Posted on 11/09/2005 10:18:56 AM PST by BransonRevival

Since taking the lead of the Republican Study Committee at the beginning of the year, Rep. Mike Pence, R-Ind., has charted a more aggressive course for the 106-member group of House conservatives, first confronting party leaders over budget rules and now again on how to pay for hurricane-related spending.

For many of the party’s fiscally conservative supporters, the surge of spending for Katrina relief was the final straw from an administration that was spending at levels they considered unacceptable.

Even excluding spending on defense, homeland security and Katrina relief, discretionary federal spending has risen 33 percent since President Bush took office, according to the conservative Heritage Foundation.

The Cato Institute, a libertarian think tank, reported that spending overall has grown faster under Bush than under Lyndon Johnson, who simultaneously waged the Vietnam War and launched the Great Society welfare programs.

Conservatives are nursing plenty of other grievances right now. Bush’s recent nomination of Harriet Miers to the Supreme Court deeply disappointed social conservatives who expected a choice who would move the court unambiguously to the right. The nomination was withdrawn.

Illegal immigration has stirred a storm of criticism among grass-roots conservatives who blame the federal government for what they consider to be an out-of-control border. The botched response to Katrina sapped confidence in the Bush administration’s competence.

And, just like the rest of the country, conservatives are feeling the financial pinch of rising gasoline prices.

Meanwhile, a vacuum is opening in the Republican leadership. Rep. Tom DeLay, R-Texas, was forced to resign his leadership post after his indictment. Sen. Bill Frist, R-Tenn., is under investigation for possible insider stock trading. White House political adviser Karl Rove is under investigation for perhaps leaking a CIA agent’s identity. And former Cheney adviser I. Lewis “Scooter” Libby has been indicted in the CIA leak probe.

Bush’s popularity has dropped to its lowest point ever, according to various national polls.

And the most recognizable potential candidates for the 2008 Republican presidential nomination, such as Sen. John McCain, R-Ariz., and former New York Mayor Rudolph Giuliani, are hardly standard-bearers for the right.

“While they’re impressive people and they’re conservative on some issues, none of them is really an obvious leader of the conservative movement,” said Bill Kristol, editor of the conservative Weekly Standard.

“The party faithful and the conservative grass roots have been searching for the next Ronald Reagan. And Mike Pence has been mentioned as someone who could fill the Gipper’s shoes, even though he’s still young and a relative political newcomer,” said Stephen Moore, founder of the Free Enterprise Fund.

Like Reagan, who was once a Democrat and an admirer of Franklin Delano Roosevelt, Pence’s beliefs changed over time. He started out a Catholic and a Democrat, whose interest in politics was stirred during his youth by John Kennedy, a hero to his Irish family. Pence, a Columbus native, still has a childhood memory box stuffed with Kennedy memorabilia, he said.

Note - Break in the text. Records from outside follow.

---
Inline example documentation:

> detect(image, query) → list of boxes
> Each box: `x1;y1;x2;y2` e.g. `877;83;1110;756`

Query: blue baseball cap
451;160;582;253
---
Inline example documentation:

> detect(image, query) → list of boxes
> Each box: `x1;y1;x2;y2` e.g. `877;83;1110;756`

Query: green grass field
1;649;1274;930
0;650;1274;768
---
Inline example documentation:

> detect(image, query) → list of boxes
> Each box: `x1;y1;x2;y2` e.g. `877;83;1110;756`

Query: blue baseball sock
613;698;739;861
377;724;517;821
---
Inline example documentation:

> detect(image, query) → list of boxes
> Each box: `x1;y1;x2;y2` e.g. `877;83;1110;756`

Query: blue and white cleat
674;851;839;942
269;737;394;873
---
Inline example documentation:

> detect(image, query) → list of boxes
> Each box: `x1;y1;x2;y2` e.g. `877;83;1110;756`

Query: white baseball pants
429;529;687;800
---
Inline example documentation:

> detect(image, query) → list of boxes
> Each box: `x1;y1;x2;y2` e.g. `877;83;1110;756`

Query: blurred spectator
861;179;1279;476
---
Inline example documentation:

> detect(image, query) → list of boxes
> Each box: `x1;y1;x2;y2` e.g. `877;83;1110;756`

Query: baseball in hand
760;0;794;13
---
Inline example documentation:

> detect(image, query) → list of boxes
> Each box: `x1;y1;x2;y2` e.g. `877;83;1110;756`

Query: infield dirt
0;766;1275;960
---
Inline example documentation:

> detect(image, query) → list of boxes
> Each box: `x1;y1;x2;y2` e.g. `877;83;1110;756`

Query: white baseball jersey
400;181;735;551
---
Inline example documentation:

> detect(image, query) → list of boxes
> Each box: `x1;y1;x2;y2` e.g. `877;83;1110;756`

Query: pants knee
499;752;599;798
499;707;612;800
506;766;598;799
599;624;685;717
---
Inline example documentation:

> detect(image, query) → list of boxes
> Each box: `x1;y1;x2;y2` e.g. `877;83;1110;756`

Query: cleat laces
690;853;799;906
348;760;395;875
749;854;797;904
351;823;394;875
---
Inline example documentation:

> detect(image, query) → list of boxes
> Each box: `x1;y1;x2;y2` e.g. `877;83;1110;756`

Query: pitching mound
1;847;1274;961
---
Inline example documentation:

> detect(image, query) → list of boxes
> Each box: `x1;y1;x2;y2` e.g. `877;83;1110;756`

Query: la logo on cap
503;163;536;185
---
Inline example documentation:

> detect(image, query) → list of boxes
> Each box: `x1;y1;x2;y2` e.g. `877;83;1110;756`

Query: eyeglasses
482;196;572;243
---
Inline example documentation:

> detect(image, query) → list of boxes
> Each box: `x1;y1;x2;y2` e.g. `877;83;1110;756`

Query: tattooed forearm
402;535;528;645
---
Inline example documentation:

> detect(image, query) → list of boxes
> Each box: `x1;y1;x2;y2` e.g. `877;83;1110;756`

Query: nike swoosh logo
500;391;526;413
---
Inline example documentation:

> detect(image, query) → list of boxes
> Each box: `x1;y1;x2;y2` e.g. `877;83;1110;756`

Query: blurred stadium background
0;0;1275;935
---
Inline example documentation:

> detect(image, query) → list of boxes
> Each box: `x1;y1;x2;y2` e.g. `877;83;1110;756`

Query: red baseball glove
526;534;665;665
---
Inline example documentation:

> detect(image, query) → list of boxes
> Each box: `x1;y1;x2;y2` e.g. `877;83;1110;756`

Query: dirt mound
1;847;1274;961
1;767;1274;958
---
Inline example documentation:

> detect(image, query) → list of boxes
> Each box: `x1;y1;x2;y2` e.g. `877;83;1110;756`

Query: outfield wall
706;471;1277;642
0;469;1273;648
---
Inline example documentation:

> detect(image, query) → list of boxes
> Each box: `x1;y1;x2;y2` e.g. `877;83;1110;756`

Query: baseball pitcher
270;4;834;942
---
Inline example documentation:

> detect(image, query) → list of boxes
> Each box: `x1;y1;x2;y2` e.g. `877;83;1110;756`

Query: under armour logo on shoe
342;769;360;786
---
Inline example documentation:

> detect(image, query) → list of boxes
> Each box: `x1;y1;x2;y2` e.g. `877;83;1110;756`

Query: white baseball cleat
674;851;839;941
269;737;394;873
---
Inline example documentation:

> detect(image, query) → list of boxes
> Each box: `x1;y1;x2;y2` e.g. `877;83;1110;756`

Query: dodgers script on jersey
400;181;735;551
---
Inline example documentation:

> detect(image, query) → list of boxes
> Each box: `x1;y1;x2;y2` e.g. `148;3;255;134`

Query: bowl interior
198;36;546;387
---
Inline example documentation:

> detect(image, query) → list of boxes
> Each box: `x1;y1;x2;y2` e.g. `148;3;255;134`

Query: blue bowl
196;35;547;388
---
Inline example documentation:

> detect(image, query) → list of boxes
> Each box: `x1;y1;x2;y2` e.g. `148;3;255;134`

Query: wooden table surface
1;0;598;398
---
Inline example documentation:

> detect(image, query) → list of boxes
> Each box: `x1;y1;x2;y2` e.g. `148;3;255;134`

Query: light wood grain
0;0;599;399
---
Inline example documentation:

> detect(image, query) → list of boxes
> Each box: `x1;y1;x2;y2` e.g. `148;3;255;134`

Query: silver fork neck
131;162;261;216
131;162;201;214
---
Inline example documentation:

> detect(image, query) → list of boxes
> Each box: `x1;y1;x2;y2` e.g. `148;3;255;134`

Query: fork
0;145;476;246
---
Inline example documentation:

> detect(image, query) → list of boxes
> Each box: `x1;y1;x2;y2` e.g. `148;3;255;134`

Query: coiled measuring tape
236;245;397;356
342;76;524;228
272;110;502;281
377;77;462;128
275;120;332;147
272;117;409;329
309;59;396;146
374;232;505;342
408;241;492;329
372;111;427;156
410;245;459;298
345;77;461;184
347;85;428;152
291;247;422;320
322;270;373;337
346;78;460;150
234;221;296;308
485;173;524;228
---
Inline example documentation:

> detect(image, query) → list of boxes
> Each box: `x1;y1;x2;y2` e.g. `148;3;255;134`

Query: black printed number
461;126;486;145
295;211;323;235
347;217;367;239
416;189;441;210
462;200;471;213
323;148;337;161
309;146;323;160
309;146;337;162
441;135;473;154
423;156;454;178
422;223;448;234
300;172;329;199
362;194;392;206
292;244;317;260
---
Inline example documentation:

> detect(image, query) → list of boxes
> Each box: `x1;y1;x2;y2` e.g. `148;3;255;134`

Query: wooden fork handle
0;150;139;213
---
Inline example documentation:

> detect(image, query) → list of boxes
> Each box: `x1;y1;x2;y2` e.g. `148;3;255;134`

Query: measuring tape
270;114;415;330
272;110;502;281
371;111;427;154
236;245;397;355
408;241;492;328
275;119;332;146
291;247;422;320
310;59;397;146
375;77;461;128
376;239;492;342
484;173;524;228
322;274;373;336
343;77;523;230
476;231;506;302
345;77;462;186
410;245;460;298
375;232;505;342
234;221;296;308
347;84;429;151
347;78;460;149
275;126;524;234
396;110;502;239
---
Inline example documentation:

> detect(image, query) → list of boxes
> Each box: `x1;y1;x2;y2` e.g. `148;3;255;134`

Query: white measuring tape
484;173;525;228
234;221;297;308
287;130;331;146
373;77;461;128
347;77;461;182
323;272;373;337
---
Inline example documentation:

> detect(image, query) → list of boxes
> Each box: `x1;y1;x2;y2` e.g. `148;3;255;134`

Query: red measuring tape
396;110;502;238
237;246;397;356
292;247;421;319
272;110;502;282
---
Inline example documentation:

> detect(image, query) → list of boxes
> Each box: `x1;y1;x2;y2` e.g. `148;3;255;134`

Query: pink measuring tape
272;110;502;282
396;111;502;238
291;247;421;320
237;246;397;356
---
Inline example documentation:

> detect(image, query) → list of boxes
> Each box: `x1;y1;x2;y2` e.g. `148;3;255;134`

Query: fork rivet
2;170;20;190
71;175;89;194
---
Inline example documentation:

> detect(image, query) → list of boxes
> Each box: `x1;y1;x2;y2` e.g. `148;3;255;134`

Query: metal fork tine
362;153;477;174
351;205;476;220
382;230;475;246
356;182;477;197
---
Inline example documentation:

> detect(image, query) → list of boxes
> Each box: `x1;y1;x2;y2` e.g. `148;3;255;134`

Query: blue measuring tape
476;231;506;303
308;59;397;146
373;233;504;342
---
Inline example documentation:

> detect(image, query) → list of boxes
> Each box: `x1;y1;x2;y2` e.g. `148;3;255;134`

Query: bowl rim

But as a freshman at Hanover College in Indiana, Pence was drawn to Christian evangelical beliefs and committed to the faith on a weekend retreat.

“I had a growing interest in my Christian faith,” Pence said. “As I continued to grow and mature, I found I was a bit more challenged in the evangelical faith.”

Pence later met his wife, Karen, at an evangelical church service. She was playing guitar, and he caught up with her afterward.

“I told her I wanted to join the guitar group,” Pence recalled. He never did, but they were engaged nine months later.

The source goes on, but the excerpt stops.